The exceptional set is defined for every birational morphism $\pi : Y \to X$. This is defined as follows. Set $\Sigma \subset X$ to be the smallest closed subset of $X$ outside of which $\pi : (Y \setminus \pi^{-1}(\Sigma)) \to (X \setminus \Sigma)$ is an isomorphism.
In this case the exceptional set is defined to be $$E = \pi^{-1}(\Sigma).$$ Now, $\Sigma$ itself is just a set, and not a scheme, so often people will give $E$ the reduced scheme structure and consider it as a closed subscheme of $Y$.
In many applications (perhaps even most), $E$ is actually a divisor, in other words, it is a union of subvarieties of codimension 1. In this case, $E$ is called the exceptional divisor. Indeed, if you obtained $\pi : Y \to X$ by blowing up $\Sigma$, and say $X$ is a normal variety with $\Sigma \subseteq X$ a codimension $\geq 2$ subset, then $E$ is indeed a divisor. However:
Negative result: There are many examples when $E$ is not a divisor. This is particularly common for small resolutions (resolutions of singularities for which the exceptional set has no divisorial components), which are in many cases desirable. For example, they are crepant resolutions.
The most common example of a small resolution is probably the following. $$X = V(xy - uv) \subseteq \mathbb{A}^4.$$ Note $X$ has dimension 3.

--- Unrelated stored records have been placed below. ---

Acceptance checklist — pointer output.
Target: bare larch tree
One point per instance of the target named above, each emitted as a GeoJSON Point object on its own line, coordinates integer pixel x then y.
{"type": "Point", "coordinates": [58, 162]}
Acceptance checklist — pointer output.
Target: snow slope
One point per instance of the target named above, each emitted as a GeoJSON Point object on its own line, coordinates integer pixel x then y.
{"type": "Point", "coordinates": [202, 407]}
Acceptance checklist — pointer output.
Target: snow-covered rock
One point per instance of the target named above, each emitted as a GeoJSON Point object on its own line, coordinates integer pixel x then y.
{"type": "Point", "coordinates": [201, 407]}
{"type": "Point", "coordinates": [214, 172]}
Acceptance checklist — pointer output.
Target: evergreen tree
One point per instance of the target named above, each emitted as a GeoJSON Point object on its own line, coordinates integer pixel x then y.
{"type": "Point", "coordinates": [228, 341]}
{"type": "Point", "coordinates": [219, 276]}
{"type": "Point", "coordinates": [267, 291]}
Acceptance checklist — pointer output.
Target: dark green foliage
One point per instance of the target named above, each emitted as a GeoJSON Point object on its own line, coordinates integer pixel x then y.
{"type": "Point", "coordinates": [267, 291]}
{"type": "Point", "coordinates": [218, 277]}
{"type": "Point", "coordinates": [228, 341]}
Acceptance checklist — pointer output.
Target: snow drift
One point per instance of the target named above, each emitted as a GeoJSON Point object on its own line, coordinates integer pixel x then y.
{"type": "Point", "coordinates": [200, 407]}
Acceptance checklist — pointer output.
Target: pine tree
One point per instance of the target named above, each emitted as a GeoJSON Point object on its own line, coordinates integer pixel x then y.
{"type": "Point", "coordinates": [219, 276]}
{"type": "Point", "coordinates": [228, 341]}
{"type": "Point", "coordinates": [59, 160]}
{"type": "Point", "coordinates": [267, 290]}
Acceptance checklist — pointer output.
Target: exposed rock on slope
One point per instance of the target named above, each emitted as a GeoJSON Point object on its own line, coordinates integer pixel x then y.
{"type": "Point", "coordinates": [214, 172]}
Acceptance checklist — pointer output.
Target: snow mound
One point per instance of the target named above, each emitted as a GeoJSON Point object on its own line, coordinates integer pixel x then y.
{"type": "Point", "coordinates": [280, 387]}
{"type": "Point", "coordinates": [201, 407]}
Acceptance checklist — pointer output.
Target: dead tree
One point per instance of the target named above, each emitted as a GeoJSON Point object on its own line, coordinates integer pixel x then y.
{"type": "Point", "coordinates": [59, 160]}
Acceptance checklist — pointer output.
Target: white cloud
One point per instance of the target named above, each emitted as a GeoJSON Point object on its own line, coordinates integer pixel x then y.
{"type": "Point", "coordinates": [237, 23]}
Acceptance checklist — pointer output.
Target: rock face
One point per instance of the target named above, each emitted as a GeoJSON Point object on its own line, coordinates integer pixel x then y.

In this case, consider blowing up the ideal $(x,u) \subseteq O_X$. This is the ideal of a divisor on $X$. I'm not going to do this for you, but it is a good exercise. In this case, the blowup gives you a resolution of singularities of $X$, but the exceptional set is 1-dimensional.
Positive result: If $X$ is smooth (or even factorial) and $\pi : Y \to X$ is birational with $Y$ quasi-projective, then the exceptional set is always a divisor. Sándor explains this quite nicely in THIS QUESTIONTHIS QUESTION.
Positive result #2: If you are willing to change your variety $Y$ by taking a further blow-up, then you can always turn the exceptional set into a divisor. For example, simply take $\rho : Y' \to Y$ to be the (normalized) blow up of $E$.